Juridicamente, quanto ao penhor de safra em CCR, a figura do depositário fiel não tem espaço para enquadramento, a despeito de previsão legal em contrário.
O art. 17 do Dl 167/67 dispõe que os bens apenhados continuam na posse imediata do emitente da cédula ou do terceiro prestante da garantia real, os quais respondem por sua guarda e conservação na condição de fiéis depositários, seja o prestador da garantia pessoa física ou jurídica.

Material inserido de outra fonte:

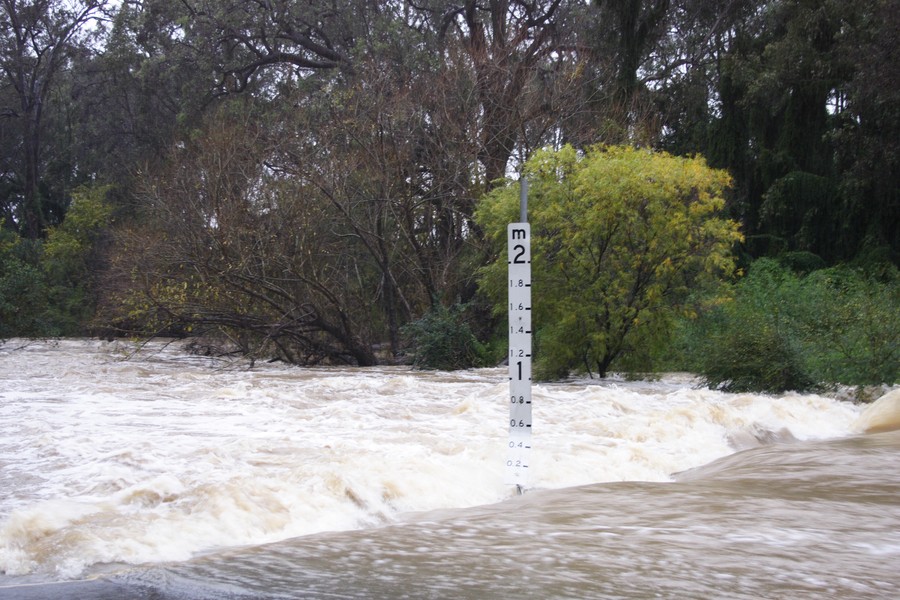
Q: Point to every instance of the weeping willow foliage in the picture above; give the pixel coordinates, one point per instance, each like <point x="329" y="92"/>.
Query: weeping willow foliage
<point x="619" y="237"/>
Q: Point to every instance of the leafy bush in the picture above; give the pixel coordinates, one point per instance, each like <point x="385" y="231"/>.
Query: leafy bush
<point x="23" y="290"/>
<point x="779" y="330"/>
<point x="443" y="340"/>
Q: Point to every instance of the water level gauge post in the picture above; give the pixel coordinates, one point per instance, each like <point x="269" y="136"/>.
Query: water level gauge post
<point x="520" y="333"/>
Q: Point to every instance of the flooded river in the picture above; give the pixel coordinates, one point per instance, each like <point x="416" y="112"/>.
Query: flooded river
<point x="148" y="473"/>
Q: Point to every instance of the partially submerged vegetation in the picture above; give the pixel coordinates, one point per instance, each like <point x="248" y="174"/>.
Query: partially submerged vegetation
<point x="714" y="183"/>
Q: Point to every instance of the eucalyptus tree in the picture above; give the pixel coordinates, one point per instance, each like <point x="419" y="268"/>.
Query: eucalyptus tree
<point x="37" y="41"/>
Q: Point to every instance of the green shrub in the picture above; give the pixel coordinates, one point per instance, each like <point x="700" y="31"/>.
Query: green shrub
<point x="778" y="330"/>
<point x="23" y="289"/>
<point x="442" y="339"/>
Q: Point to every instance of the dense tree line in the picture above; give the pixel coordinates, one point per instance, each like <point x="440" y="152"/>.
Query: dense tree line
<point x="302" y="176"/>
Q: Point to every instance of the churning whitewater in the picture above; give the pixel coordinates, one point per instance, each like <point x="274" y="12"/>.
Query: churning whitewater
<point x="115" y="454"/>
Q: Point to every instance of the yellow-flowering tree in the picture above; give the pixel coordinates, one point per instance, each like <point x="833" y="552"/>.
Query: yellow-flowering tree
<point x="619" y="237"/>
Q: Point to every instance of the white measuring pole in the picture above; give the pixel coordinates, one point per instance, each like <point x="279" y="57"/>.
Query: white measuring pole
<point x="519" y="253"/>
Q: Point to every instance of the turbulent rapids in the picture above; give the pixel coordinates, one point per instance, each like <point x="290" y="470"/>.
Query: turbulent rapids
<point x="125" y="467"/>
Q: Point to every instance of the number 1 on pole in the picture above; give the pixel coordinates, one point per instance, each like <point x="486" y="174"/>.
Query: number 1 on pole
<point x="519" y="445"/>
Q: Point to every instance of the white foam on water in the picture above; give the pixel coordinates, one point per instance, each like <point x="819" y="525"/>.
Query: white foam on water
<point x="164" y="456"/>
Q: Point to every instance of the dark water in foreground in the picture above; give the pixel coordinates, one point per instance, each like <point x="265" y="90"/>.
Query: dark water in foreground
<point x="800" y="520"/>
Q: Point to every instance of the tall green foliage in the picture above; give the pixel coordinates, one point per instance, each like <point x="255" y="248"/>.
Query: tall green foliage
<point x="779" y="330"/>
<point x="620" y="235"/>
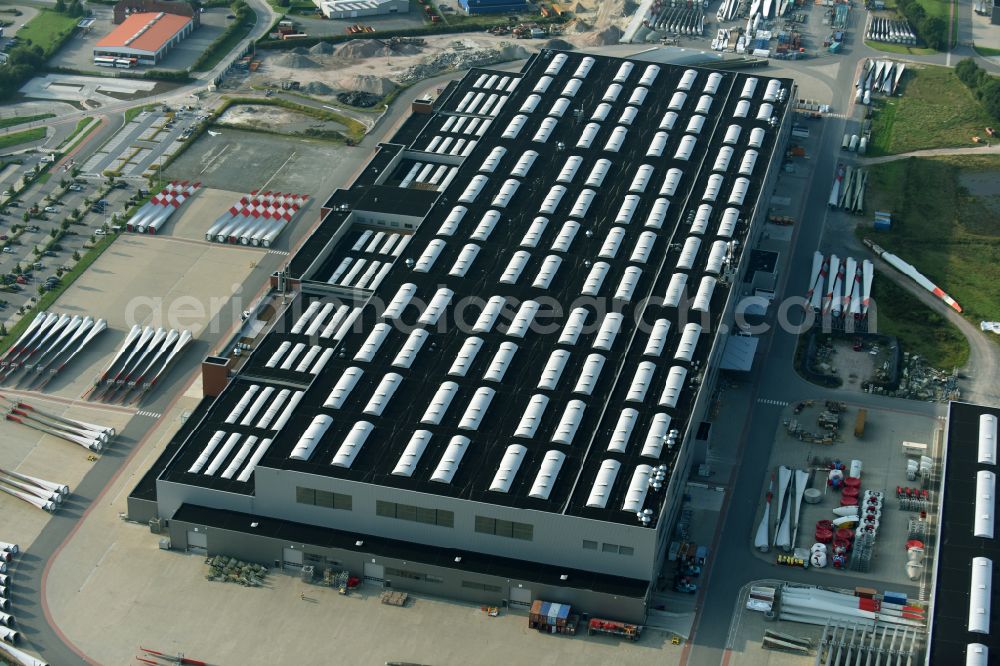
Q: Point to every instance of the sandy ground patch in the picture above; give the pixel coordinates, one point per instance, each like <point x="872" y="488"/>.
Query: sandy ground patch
<point x="30" y="452"/>
<point x="275" y="119"/>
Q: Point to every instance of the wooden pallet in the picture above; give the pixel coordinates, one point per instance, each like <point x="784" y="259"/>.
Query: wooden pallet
<point x="394" y="598"/>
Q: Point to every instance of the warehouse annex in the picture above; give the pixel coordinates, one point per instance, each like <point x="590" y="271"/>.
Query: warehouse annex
<point x="491" y="373"/>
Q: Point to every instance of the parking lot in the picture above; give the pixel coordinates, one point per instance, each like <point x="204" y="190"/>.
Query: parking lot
<point x="78" y="53"/>
<point x="141" y="146"/>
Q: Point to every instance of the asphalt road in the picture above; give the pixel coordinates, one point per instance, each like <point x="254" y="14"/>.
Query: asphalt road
<point x="774" y="379"/>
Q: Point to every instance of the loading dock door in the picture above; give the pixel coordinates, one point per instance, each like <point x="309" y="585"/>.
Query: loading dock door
<point x="291" y="557"/>
<point x="520" y="596"/>
<point x="198" y="541"/>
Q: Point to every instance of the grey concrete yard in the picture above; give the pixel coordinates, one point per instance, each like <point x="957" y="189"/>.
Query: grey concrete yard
<point x="160" y="599"/>
<point x="319" y="26"/>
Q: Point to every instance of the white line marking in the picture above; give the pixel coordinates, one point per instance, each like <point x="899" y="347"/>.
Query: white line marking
<point x="279" y="170"/>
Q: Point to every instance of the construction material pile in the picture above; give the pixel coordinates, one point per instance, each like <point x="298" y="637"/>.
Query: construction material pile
<point x="231" y="570"/>
<point x="679" y="20"/>
<point x="840" y="287"/>
<point x="40" y="493"/>
<point x="155" y="213"/>
<point x="457" y="60"/>
<point x="144" y="357"/>
<point x="48" y="345"/>
<point x="256" y="219"/>
<point x="892" y="31"/>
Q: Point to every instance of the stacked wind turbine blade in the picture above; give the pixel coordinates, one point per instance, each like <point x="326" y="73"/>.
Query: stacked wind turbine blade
<point x="34" y="494"/>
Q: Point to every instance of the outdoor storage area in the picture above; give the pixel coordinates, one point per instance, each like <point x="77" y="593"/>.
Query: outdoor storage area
<point x="142" y="146"/>
<point x="838" y="454"/>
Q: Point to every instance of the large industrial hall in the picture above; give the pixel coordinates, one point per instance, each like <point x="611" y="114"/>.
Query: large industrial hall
<point x="490" y="372"/>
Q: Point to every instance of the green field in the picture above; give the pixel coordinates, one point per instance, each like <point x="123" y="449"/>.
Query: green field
<point x="949" y="233"/>
<point x="920" y="331"/>
<point x="49" y="30"/>
<point x="24" y="136"/>
<point x="986" y="51"/>
<point x="935" y="111"/>
<point x="50" y="297"/>
<point x="20" y="120"/>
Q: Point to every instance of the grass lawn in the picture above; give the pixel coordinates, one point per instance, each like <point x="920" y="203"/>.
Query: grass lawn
<point x="919" y="330"/>
<point x="24" y="136"/>
<point x="899" y="48"/>
<point x="49" y="30"/>
<point x="935" y="111"/>
<point x="947" y="232"/>
<point x="20" y="120"/>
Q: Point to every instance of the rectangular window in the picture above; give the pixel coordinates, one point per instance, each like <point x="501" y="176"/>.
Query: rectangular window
<point x="323" y="498"/>
<point x="416" y="514"/>
<point x="484" y="587"/>
<point x="505" y="528"/>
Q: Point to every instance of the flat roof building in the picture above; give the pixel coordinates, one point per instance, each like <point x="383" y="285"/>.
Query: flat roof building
<point x="493" y="376"/>
<point x="144" y="37"/>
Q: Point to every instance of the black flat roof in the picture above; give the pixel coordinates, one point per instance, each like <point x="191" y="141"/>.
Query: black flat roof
<point x="577" y="260"/>
<point x="957" y="544"/>
<point x="412" y="552"/>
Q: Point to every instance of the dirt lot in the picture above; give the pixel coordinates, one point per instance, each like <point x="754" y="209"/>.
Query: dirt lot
<point x="274" y="119"/>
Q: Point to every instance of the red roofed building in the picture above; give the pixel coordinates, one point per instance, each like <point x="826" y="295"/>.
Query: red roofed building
<point x="143" y="39"/>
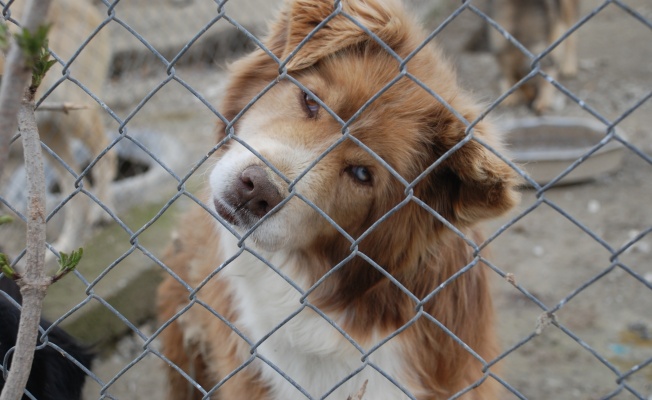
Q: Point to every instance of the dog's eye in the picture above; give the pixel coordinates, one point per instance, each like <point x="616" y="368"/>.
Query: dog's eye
<point x="311" y="105"/>
<point x="360" y="174"/>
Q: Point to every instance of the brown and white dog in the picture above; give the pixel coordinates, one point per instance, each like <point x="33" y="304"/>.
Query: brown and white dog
<point x="310" y="295"/>
<point x="536" y="24"/>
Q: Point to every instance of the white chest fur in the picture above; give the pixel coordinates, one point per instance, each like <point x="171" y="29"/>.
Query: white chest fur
<point x="301" y="343"/>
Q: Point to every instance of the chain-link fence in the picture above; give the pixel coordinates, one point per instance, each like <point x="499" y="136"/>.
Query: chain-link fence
<point x="571" y="269"/>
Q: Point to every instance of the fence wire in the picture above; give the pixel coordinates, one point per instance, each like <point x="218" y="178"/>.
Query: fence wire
<point x="113" y="15"/>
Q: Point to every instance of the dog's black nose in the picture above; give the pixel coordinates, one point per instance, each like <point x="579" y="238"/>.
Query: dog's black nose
<point x="256" y="192"/>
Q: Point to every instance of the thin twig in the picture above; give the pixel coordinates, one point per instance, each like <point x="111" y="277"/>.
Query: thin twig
<point x="64" y="107"/>
<point x="34" y="283"/>
<point x="15" y="78"/>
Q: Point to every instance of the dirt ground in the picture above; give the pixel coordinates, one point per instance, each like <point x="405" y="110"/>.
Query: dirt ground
<point x="603" y="305"/>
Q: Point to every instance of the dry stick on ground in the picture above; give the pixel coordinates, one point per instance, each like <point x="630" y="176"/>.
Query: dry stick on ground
<point x="64" y="107"/>
<point x="33" y="283"/>
<point x="361" y="392"/>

É importante destacar que, em se tratando de penhor rural, como é o caso, há impossibilidade fático-jurídica para enquadrar os prestadores da garantia como fiéis depositários da coisa, notadamente no caso de penhor de safra, justamente pela natureza do penhor rural.
Com efeito, a garantia pignoratícia se constitui ao tempo em que a cédula de crédito rural é firmada, conquanto nesse tempo a coisa dada em garantia sequer exista, posto que a lavoura ainda vai ser formada, para depois produzir os bens que se integram ao penhor cedularmente avençado.
Deste modo, a coisa, em termos de quantidade e de qualidade, não faz parte do mundo dos fatos quando se aperfeiçoa a garantia, de modo que se torna juridicamente insustentável afirmar, ou se constituir, o depósito dos bens nas mãos dos empenhador, seja ele o emitente da cédula ou o terceiro garantidor, posto não ser juridicamente possível ser depositário de coisa inexistente.
Deste modo, como ninguém pode ser depositário de coisa que não pode ser auferível em termos quantitativos e qualificativos, menos ainda guardador com as consequências de depósito fiel, não é possível asseverar que a figura do depositário fiel possa estar presente no contexto do penhor de safra em cédula de crédito rural.
Portanto, a despeito do art. 17 do Dl 167/67 assegurar que o empenhador assume a responsabilidade de depositário fiel da safra dada em garantia, no âmbito do direito penal, por exemplo, não é possível configurar a infidelidade jurídica, caso a coisa não seja localizada.
É preciso destacar que, na cédula de crédito rural, o penhor de safra é feito sob estimativa em termos de quantidade de produto, pois não se tem ao certo o quanto vai ser produzido, o que torna o depósito impreciso e, então, impossível. Também inexiste na cédula indicativos da qualidade do produto, o que contribui ainda mais para a total desconfiguração do depósito.
Assim, juridicamente, em termos de penhor de safra em cédula de crédito rural, a figura do depositário fiel não tem espaço para enquadramento, a despeito de previsão legal em sentido contrário.